Carving Out a Niche
- Sep 18, 2013
The number of non-traditional real estate landlords that have converted to REIT tax status has increased over the past several years despite inherent risks not present with core property types. In fact, eight companies have converted or spun-off assets into a REIT since 2010.
The list of candidates for REIT conversion or REIT initial public offerings is expanding and includes owners of billboards, landfills, casinos, and document storage facilities. Niche REITs often have differentiated risks that may be less familiar to investors that concentrate in the traditional commercial property sectors.
Companies that choose to elect REIT status comes with numerous primary benefits, including tax savings at the corporate level and higher earnings multiples for REITs than traditional corporates. The inherent risks in these specialized companies would likely result in lower credit ratings than a comparable REIT in a core property type with similar credit metrics. Risks include the limited established secured lending/CMBS market for the asset class, the depth of transaction market, and potential alternate uses or non-traditional lease structures.

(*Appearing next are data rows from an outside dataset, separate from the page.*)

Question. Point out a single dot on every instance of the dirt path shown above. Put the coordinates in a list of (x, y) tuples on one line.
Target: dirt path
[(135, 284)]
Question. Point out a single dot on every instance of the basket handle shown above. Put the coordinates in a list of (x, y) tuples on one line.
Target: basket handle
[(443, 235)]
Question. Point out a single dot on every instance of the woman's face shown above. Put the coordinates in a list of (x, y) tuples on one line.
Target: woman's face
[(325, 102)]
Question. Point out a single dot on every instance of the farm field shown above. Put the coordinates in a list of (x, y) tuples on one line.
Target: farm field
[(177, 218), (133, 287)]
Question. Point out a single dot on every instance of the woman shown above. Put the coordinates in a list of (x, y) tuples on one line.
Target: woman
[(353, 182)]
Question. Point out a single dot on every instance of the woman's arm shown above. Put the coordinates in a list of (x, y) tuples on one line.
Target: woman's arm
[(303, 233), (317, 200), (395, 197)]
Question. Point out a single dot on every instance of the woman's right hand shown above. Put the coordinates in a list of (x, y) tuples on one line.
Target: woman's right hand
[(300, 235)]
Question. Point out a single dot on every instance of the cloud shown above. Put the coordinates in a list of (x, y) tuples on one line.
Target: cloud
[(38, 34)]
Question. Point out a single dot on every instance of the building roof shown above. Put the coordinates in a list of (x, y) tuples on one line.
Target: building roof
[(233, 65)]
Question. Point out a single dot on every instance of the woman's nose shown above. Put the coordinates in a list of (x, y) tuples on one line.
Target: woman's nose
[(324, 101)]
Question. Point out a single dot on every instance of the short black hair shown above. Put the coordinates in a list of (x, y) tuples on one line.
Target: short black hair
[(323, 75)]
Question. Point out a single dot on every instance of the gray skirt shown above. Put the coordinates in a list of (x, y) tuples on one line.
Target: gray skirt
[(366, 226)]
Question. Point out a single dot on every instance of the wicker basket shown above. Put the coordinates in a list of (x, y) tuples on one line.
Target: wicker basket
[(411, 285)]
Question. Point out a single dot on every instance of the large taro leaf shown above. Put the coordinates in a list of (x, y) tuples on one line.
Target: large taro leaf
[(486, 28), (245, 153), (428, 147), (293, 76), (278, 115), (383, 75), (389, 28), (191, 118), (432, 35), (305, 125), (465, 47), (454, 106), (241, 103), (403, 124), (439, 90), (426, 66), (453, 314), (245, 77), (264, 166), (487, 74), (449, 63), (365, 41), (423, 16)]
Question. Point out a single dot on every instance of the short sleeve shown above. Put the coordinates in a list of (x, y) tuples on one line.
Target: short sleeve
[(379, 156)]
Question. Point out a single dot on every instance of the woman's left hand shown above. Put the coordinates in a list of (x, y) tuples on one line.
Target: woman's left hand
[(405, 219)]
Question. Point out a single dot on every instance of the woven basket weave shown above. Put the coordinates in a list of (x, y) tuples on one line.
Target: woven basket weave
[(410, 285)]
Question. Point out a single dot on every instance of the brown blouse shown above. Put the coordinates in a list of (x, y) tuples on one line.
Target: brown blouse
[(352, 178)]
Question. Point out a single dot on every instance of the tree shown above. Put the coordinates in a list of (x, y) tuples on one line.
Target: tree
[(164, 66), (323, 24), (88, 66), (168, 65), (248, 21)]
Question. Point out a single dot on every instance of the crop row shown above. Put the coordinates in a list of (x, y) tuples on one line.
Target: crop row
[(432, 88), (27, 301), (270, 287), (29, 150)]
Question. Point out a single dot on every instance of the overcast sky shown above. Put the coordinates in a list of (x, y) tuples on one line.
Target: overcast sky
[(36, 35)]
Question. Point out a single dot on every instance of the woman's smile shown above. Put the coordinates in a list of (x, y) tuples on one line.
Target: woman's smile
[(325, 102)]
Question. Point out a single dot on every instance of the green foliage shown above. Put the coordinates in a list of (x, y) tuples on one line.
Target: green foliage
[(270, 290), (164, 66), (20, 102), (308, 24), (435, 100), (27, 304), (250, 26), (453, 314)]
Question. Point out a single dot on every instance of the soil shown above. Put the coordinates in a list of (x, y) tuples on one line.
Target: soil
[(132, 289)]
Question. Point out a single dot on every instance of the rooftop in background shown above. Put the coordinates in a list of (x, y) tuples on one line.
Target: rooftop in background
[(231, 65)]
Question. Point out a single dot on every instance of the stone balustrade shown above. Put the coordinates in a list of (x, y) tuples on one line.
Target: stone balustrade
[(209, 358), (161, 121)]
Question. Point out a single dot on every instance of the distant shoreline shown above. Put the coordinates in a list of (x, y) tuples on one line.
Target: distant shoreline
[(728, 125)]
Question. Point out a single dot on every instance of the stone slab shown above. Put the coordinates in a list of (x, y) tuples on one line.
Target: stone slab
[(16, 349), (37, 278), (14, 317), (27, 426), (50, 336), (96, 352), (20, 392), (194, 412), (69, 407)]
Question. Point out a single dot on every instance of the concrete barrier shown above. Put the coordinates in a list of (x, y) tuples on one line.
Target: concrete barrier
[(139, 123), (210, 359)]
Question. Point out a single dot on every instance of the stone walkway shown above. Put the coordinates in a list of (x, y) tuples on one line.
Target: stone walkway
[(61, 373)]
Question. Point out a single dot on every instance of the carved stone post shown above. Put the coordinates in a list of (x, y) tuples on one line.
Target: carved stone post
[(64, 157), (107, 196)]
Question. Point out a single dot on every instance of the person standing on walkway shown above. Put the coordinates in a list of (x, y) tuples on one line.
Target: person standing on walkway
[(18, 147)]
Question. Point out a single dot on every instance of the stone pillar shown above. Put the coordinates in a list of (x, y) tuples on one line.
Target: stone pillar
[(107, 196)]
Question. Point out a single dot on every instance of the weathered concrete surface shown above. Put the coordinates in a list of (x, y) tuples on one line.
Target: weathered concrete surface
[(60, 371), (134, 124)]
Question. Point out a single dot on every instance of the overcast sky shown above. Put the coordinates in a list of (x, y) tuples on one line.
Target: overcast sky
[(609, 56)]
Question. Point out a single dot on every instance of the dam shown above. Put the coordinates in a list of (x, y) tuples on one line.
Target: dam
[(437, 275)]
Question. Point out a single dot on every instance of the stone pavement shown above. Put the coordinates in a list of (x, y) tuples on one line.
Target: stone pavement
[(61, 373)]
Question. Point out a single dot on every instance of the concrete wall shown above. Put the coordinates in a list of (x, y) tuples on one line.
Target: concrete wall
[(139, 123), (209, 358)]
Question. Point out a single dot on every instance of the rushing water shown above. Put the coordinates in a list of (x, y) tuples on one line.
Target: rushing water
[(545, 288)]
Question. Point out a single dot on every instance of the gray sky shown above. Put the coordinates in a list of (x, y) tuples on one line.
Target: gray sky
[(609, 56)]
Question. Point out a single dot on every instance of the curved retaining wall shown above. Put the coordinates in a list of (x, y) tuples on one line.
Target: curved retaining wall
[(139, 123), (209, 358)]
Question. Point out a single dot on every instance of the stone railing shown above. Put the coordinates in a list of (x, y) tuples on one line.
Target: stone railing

Additionally, long-term performance data on niche assets if often lacking. The end result is likely lower leverage for a similar rating level when compared with more traditional REITs and a focus on the unsecured debt markets as a funding strategy.
Two recent examples of conversions are the 2012 conversion of American Tower Corp., an owner, operator, and developer of wireless and broadcast communications real estate, and the 2013 conversion of Corrections Corporation of America, an owner and operator of privatized correctional and detention facilities.
Fitch will continue with its collaborative approach towards monitoring ratings for niche REITs, considering credit factors that pertain to real estate fundamentals as well as factors that may be pertinent to the individual issuer.